State and local governments occasionally try to ban depictions of violence against people, notably in videogames. But those laws are routinely struck down, and the Supreme Court has never ruled that speech about nonsexual violence is beyond the protection of the First Amendment.
Mr. Stevens’s sentence was 14 months longer, the brief noted, than that of Michael Vick, the football star who actually participated in a dogfighting venture.
Through his lawyers, Mr. Stevens declined to be interviewed. He has said he never had his own dogs participate in dogfights.
Mr. Stevens’s son, Michael, said his father was guilty of nothing more than a longtime fascination with the affection, loyalty and passion of pit bulls. “You couldn’t treat a dog any better,” the younger Mr. Stevens said, “than my father treats pit bull dogs.”
14 comments:
Hmmm. If this was purely historical data, I don't know how angry I'd be about this. For example, if one was going to make a true documentary about the history of the Pit Bull, to leave out the dogs' fighting past would leave the film inaccurate. I know (good, educated) Pit Bull owners who do read pamphlets and stuff back from when fighting was legal. Not because they were planning on fighting, just because they want as complete a picture of their breed as possible.
But it sounds like this guy just put videos of dog fights together and that's it. I'm not sure if he filmed them himself or not? If he did, that's wrong.
Thank you for sharing this. It is an interesting question.
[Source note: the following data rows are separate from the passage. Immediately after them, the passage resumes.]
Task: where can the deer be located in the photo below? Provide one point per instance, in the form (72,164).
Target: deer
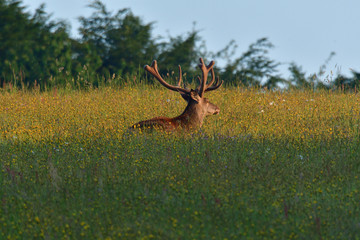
(198,107)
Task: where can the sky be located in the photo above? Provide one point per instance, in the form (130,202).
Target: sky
(304,32)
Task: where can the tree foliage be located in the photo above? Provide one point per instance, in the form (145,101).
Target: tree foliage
(34,49)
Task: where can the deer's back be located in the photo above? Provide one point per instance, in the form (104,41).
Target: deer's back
(161,123)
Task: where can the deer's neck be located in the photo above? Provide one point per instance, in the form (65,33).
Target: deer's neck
(192,117)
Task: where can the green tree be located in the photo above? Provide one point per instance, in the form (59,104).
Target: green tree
(122,41)
(253,66)
(31,47)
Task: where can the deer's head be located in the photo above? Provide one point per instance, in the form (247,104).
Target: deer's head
(198,106)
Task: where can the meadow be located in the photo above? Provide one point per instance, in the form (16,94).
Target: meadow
(271,165)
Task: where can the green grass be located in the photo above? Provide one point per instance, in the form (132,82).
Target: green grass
(210,185)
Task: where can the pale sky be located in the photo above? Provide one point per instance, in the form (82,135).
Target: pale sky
(304,32)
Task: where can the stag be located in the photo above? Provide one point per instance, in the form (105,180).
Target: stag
(197,107)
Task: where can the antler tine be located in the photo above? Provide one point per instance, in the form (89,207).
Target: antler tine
(205,70)
(212,79)
(153,70)
(180,76)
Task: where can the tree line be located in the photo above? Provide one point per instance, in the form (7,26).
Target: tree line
(112,47)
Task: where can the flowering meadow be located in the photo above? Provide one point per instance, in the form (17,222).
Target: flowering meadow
(271,165)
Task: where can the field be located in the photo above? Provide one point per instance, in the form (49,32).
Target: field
(271,165)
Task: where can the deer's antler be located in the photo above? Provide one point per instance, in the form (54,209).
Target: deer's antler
(153,70)
(203,87)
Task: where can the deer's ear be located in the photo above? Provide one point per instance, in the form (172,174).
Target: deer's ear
(195,96)
(185,96)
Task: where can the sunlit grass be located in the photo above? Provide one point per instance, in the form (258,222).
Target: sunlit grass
(270,165)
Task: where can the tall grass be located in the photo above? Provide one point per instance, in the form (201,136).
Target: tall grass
(271,165)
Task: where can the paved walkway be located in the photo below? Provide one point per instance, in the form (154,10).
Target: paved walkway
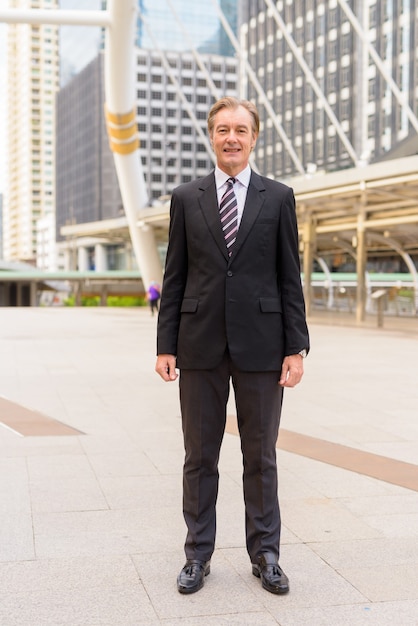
(91,531)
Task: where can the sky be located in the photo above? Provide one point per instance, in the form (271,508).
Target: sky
(78,46)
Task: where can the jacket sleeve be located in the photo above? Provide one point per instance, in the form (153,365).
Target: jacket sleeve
(174,282)
(293,304)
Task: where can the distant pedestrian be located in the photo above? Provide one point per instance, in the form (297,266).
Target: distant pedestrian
(153,296)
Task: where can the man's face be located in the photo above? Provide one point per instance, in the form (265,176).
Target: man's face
(233,139)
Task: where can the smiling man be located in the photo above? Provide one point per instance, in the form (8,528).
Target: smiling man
(232,309)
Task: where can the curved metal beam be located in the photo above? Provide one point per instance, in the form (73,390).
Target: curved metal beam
(121,113)
(392,243)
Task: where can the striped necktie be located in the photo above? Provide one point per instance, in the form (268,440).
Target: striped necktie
(229,215)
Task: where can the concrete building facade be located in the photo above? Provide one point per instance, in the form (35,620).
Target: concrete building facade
(368,112)
(171,146)
(32,84)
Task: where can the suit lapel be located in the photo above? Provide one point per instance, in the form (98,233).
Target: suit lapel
(208,201)
(209,205)
(253,203)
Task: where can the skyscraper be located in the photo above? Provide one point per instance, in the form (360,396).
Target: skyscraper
(32,85)
(339,61)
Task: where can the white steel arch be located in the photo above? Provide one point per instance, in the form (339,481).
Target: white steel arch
(120,23)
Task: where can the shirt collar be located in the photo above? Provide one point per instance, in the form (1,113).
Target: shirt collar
(243,177)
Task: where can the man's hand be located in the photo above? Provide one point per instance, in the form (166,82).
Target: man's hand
(166,367)
(292,370)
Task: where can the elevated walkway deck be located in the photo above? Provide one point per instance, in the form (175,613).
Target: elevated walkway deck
(91,525)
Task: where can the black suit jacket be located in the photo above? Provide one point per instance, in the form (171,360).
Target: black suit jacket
(251,302)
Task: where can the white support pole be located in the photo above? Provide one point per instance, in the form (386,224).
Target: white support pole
(121,115)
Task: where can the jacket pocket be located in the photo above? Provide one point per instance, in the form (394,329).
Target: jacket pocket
(270,305)
(189,305)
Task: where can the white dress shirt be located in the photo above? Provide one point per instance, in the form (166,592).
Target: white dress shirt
(242,180)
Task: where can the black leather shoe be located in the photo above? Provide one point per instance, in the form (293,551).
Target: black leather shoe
(272,576)
(192,576)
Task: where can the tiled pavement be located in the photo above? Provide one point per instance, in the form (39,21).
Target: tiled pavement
(91,530)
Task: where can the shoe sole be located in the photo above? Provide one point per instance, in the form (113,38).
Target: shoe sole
(276,590)
(185,590)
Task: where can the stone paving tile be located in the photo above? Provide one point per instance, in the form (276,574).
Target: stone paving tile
(367,614)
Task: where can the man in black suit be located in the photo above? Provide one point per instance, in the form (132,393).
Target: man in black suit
(232,308)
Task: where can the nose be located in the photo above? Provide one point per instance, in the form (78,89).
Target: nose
(231,135)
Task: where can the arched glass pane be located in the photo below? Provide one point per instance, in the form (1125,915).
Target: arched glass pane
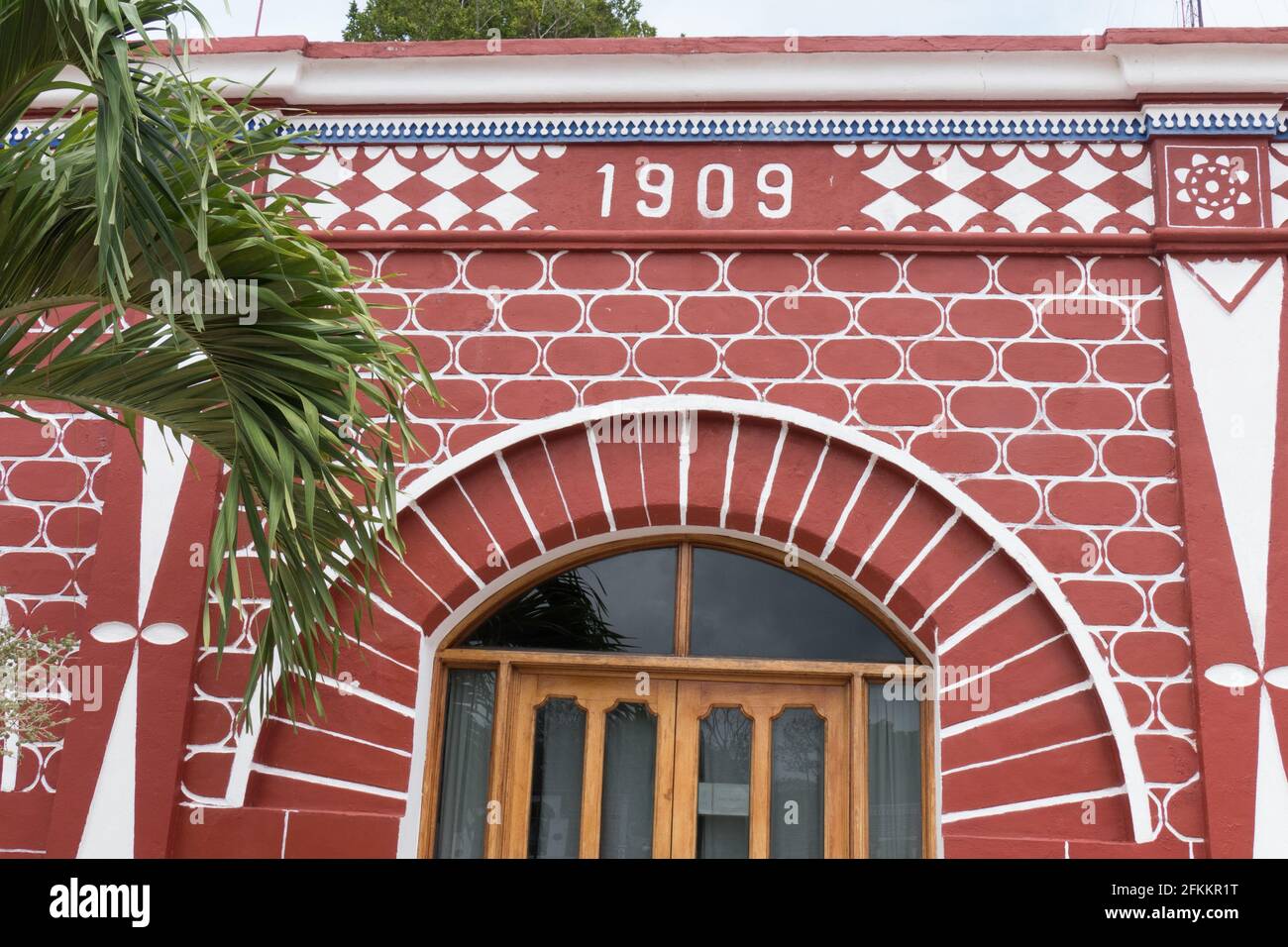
(558,753)
(724,785)
(626,806)
(467,758)
(797,785)
(745,607)
(623,603)
(894,774)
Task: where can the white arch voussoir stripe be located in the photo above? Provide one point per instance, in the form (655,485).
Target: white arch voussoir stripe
(1006,540)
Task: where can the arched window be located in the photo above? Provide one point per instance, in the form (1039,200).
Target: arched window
(690,697)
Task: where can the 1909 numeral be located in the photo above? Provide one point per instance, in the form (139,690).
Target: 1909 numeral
(713,195)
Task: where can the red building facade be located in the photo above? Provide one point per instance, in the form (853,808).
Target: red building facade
(986,330)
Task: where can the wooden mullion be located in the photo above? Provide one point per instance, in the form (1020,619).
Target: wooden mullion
(683,598)
(859,766)
(505,684)
(591,780)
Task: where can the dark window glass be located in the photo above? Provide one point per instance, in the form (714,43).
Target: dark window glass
(894,772)
(559,745)
(626,808)
(745,607)
(724,785)
(797,785)
(467,754)
(621,603)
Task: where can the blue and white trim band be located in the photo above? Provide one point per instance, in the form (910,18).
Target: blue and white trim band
(787,127)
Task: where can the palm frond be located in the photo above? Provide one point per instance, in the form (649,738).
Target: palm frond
(303,398)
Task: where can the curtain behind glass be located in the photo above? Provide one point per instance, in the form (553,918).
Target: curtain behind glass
(894,775)
(467,759)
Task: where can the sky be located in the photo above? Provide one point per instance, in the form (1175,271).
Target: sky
(323,20)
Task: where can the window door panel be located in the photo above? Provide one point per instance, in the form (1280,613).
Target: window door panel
(724,754)
(616,714)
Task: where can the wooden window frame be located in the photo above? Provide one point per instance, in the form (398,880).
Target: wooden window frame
(506,663)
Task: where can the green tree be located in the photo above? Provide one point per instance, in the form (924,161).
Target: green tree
(163,178)
(463,20)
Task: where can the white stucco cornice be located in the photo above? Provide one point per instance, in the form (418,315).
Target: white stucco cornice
(1119,65)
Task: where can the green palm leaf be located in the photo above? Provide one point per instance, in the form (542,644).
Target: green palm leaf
(165,179)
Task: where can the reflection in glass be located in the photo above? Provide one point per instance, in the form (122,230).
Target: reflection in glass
(558,748)
(894,774)
(724,785)
(467,758)
(621,603)
(626,806)
(745,607)
(797,792)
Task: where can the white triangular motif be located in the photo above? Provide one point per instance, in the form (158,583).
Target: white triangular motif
(1235,368)
(165,462)
(1227,278)
(110,825)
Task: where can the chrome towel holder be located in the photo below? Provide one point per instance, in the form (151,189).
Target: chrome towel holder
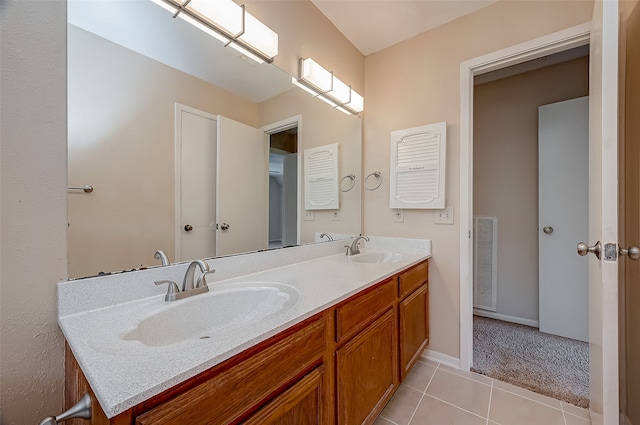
(378,176)
(352,177)
(86,188)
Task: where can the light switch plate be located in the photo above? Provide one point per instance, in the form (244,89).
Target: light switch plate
(444,216)
(398,216)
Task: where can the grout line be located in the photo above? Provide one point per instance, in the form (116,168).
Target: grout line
(490,399)
(423,394)
(387,419)
(531,399)
(564,417)
(453,405)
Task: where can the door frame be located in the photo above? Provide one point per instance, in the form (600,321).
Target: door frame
(549,44)
(282,125)
(179,108)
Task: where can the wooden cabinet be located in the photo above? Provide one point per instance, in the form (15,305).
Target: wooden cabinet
(367,372)
(231,396)
(340,367)
(299,405)
(413,314)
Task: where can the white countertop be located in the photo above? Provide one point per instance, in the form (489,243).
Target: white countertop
(123,373)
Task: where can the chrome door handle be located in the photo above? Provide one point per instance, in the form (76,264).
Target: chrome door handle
(633,252)
(584,249)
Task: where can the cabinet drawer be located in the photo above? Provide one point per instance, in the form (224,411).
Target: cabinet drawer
(359,312)
(413,278)
(227,397)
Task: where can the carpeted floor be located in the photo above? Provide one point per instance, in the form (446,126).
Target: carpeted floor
(521,355)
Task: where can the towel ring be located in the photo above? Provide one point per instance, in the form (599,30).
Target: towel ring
(377,175)
(353,182)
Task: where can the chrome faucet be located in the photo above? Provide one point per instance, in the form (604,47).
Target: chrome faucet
(187,283)
(160,255)
(188,287)
(354,248)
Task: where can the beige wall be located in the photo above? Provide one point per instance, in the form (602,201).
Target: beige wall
(630,367)
(305,32)
(417,82)
(33,199)
(505,172)
(121,141)
(322,125)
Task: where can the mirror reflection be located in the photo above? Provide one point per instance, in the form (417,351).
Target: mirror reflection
(190,147)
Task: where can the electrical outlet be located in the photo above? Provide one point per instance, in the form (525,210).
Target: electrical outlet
(444,216)
(398,216)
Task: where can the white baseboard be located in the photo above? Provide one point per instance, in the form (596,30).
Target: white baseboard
(441,358)
(504,317)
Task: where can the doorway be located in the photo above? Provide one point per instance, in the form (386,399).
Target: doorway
(283,188)
(510,193)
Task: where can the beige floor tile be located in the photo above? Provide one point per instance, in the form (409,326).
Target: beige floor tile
(574,420)
(402,405)
(420,376)
(526,393)
(511,409)
(471,375)
(436,412)
(575,410)
(427,361)
(462,392)
(383,421)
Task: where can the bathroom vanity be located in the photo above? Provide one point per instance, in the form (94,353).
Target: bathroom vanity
(335,356)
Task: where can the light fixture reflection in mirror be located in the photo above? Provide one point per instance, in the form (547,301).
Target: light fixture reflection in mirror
(123,90)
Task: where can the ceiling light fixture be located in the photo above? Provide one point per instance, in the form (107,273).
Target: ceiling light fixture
(229,23)
(322,84)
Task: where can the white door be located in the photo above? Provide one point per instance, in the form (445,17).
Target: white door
(563,161)
(243,188)
(195,184)
(603,213)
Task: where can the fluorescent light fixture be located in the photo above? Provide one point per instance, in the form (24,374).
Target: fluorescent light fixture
(229,23)
(322,84)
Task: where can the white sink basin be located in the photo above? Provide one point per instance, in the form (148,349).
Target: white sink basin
(375,257)
(230,306)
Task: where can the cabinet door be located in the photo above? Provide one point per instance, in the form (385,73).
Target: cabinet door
(414,327)
(299,405)
(367,372)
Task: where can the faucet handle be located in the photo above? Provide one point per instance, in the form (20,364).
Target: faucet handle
(202,281)
(172,289)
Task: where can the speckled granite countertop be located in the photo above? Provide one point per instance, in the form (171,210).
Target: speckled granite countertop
(94,314)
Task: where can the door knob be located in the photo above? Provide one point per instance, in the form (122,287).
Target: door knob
(633,252)
(584,249)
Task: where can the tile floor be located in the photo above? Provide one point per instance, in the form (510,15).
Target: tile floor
(434,394)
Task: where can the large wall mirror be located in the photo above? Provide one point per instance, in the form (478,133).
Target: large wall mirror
(160,118)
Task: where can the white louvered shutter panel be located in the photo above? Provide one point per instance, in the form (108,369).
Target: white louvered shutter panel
(321,178)
(418,167)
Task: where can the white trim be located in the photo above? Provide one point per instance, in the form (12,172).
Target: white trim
(440,358)
(533,49)
(177,142)
(282,125)
(506,318)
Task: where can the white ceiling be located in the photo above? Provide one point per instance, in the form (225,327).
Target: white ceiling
(373,25)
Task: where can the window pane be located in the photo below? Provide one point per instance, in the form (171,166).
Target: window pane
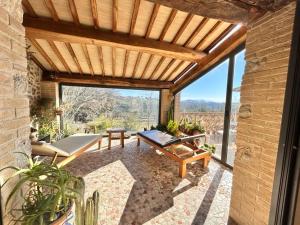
(239,68)
(95,109)
(204,101)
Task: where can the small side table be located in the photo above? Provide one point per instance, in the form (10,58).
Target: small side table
(111,131)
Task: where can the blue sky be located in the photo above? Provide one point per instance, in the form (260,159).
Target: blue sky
(212,86)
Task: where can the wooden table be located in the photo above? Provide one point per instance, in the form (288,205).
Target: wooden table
(167,144)
(111,131)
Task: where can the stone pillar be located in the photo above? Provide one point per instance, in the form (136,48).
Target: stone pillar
(14,103)
(262,96)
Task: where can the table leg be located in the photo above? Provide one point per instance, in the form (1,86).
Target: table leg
(122,139)
(182,169)
(109,140)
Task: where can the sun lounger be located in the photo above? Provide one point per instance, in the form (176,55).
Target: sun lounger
(70,147)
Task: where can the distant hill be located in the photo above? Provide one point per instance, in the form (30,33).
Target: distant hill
(203,106)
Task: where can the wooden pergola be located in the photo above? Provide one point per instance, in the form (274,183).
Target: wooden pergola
(127,43)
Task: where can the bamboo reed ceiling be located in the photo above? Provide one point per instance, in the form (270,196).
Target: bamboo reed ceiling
(137,39)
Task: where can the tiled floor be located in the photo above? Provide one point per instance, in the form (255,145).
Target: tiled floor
(139,186)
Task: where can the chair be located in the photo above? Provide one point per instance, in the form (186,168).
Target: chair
(70,147)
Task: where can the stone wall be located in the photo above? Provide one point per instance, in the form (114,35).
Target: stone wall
(34,82)
(262,95)
(14,103)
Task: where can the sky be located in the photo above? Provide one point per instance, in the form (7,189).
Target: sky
(212,86)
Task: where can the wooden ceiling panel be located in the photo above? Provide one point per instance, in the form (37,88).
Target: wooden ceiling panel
(47,48)
(63,10)
(178,70)
(84,11)
(105,14)
(143,18)
(142,64)
(77,48)
(124,16)
(175,26)
(214,35)
(160,22)
(40,8)
(95,61)
(120,57)
(202,33)
(132,57)
(196,20)
(66,55)
(107,59)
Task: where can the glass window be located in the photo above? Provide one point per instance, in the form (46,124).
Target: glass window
(94,109)
(204,101)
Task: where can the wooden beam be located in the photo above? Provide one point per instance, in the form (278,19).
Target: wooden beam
(43,53)
(168,24)
(87,57)
(104,81)
(183,27)
(196,31)
(125,62)
(134,15)
(231,43)
(41,28)
(152,20)
(59,55)
(95,13)
(73,55)
(49,5)
(228,11)
(100,53)
(166,69)
(74,12)
(147,66)
(29,8)
(113,64)
(200,43)
(157,67)
(138,59)
(115,15)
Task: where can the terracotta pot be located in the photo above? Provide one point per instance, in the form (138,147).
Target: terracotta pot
(67,218)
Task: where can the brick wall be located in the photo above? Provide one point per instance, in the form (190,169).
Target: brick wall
(262,94)
(14,104)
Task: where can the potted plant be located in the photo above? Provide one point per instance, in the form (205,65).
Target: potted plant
(49,195)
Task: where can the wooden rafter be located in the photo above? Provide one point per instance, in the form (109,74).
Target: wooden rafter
(40,28)
(138,59)
(59,55)
(216,26)
(74,57)
(105,81)
(95,13)
(44,54)
(162,59)
(115,15)
(166,69)
(113,54)
(50,6)
(74,13)
(147,66)
(168,24)
(101,61)
(125,62)
(29,8)
(134,15)
(183,27)
(152,20)
(175,70)
(88,59)
(196,31)
(231,43)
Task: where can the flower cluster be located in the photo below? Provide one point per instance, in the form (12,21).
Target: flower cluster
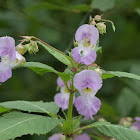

I even had a problem reading this troubling material - disgusting. Thanks for posting Mimi.
We are with Sammie...
Our tummies are a bit turned right now...
Hugz&Khysses,
Khyra
As the NYT routinely does, they've pointed out how complicated this particular issue is. I absolutely hate the idea of anything that even vaguely glorifies dog-fighting but they point out the complicated legal implications of banning the videos.
It does seem crazy that Vick served less time than Stevens - given that Vick actively participated in dog fighting. But, they're both despicable in supporting dog fighting in any way.
Ugh, some people!:(
Love,
Teddy Bear
What an interesting subject. You always have so much good information on your blog.
My mom person says thank you for the well wishes!
Sick sick sick!! :(
Cheers,
Maxx
Interesting - so sad these types of things go on. What is wrong with people. Thanks for sharing the information.
peeEss- We do like the dog bone. Do you have an email address?
Ernie & Sasha's Mom
Stevens said "I only show certain action clips I think you'll enjoy". What a lot of cruel and sick people in this world!
Thanks so much for the information!
This will be a difficult case because of the implications involving The Bill of Rights.
- TBH&K
You know some hoomans really don't deserve our unconditional love. It makes us very sad to think of any animal being injured or killed for entertainment. Any hooman who enjoys the suffering of another living creature is truly sick in the head!
Bijou
I think everywhere in this world are people who like barbarity. It is in their nature. But the civil society has to react. I cannot bare to watch videos with abused animals, although I have to, while I'm dealing with animal's right issues. We had a case in our town about a young men who put his pit-bull to fight against his other dog, an argentinian-dog. We found the second dog abandoned and almost dead. We saved him, but the Police's answer to our complaint was that the dog was attacked by a hounds of stray dogs and they couldn't do anything against them. Even if we gave them the exactly name and address of the man,Police simply ignore it.
I personally would forbid the cruel videos with animals from broadcasting, even on the news, while there are kids and young people who like to see that and there is the danger of reproduce it later.
The history of a breed is something else, but showing dogfight videos too... I wonder if we don't fall in the same paradigm.